19th century and after
Two townships (Neebing and Paipoonge) and the Fort William Town Plot were surveyed in 1859-60 by the Province of Canada’s Department of Crown Lands and opened to settlement. A large section of land adjacent to the Hudson’s Bay Company post remained in dispute until 1875, when it was surveyed as Neebing Additional Township. Most land was acquired by absentee landowners, with speculation built on the decision of the new Dominion of Canada to build a railway to the Pacific to begin somewhere along the north shore of Lake Superior. The selection of the Fort William Town Plot (later known as West Fort) as the eastern terminus for the CPR stimulated development, as did the construction of the railway begun in June 1875. The federal Department of Public Works, and later the Department of Railways and Canals, took seven years (1875–1882) to build the Thunder Bay Branch from Fort William to Winnipeg, Manitoba.
The Ontario Legislature incorporated the Municipality of Shuniah in March 1873. This early form of regional government comprised a vast area from Sibley Peninsula to the American border. For eight years the residents of Neebing and Neebing Additional townships battled Port Arthur residents for the Thunder Bay terminus. In March 1881, the inhabitants of Neebing and Neebing Additional petitioned the Ontario Legislature successfully to separate the southern townships from Shuniah and to create the Municipality of Neebing.
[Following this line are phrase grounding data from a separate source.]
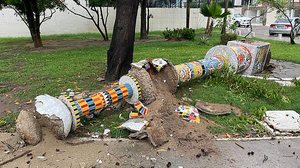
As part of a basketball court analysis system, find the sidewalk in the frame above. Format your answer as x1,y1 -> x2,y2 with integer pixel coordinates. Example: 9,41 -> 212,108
1,132 -> 299,168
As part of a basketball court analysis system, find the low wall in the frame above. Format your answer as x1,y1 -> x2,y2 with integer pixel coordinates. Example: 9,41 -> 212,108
0,1 -> 209,37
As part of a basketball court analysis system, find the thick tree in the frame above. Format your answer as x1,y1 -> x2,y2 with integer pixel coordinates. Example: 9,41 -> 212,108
140,0 -> 148,39
186,0 -> 190,28
221,0 -> 228,34
0,0 -> 63,48
105,0 -> 139,81
205,0 -> 211,34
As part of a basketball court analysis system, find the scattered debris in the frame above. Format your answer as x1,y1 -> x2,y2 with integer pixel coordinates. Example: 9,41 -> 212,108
247,151 -> 254,156
150,157 -> 157,163
103,129 -> 111,137
263,154 -> 268,163
195,100 -> 241,116
120,119 -> 148,132
37,156 -> 47,161
151,58 -> 168,72
263,110 -> 300,134
196,153 -> 202,158
175,105 -> 200,123
0,150 -> 32,166
131,59 -> 149,69
1,141 -> 15,153
235,142 -> 245,149
96,77 -> 105,82
129,130 -> 148,140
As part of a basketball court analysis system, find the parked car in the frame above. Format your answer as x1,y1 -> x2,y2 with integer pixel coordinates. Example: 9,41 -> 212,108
232,14 -> 251,27
269,17 -> 300,36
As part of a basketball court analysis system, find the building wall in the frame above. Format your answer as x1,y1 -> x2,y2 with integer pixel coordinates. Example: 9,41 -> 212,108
0,1 -> 209,37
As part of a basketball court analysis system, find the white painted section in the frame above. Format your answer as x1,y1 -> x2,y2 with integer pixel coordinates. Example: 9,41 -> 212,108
35,94 -> 73,137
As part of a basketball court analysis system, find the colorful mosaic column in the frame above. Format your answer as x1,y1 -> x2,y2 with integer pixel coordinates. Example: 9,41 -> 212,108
60,74 -> 143,130
174,45 -> 253,83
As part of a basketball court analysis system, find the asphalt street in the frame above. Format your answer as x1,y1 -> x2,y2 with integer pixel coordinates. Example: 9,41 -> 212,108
238,26 -> 300,43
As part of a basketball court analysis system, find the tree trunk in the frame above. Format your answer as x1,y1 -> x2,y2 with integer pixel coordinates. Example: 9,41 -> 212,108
99,7 -> 109,41
208,20 -> 214,36
290,30 -> 296,44
140,0 -> 148,39
186,0 -> 190,28
105,0 -> 139,82
205,0 -> 211,34
23,0 -> 43,48
146,1 -> 150,34
221,0 -> 228,34
31,27 -> 43,48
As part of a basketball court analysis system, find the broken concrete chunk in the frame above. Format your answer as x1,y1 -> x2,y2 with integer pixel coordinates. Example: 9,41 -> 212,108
35,94 -> 72,138
131,59 -> 149,69
195,100 -> 241,116
147,127 -> 169,147
151,58 -> 168,72
120,119 -> 148,132
129,130 -> 148,140
264,110 -> 300,133
16,110 -> 42,145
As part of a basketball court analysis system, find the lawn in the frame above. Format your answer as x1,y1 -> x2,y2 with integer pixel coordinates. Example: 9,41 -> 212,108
0,29 -> 300,137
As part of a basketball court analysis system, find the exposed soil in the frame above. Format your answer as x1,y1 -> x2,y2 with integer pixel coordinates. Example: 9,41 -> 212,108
143,64 -> 214,151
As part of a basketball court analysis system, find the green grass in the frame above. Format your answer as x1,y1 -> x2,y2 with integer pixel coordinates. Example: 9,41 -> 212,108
0,29 -> 300,137
0,112 -> 18,132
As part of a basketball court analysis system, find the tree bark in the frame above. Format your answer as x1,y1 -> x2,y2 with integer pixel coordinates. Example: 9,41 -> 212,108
221,0 -> 228,34
186,0 -> 190,28
23,0 -> 43,48
105,0 -> 140,82
208,19 -> 214,36
205,0 -> 211,34
146,1 -> 150,34
140,0 -> 148,39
By 1883-84, the Montreal-based CPR syndicate, in collaboration with the Hudson’s Bay Company, clearly preferred the low-lying lands along the lower Kaministiquia River to the exposed shores of Port Arthur, which required an expensive breakwater if shipping and port facilities were to be protected from the waves. The CPR subsequently consolidated all its operations there, erecting rail yards, coal-handling facilities, grain elevators and a machine shop. In April 1892, Neebing Additional Township and parts of Neebing Township were incorporated as the Town of Fort William. Fort William was incorporated as a city in April 1907. The City of Fort William ceased to exist at the end of December 1969.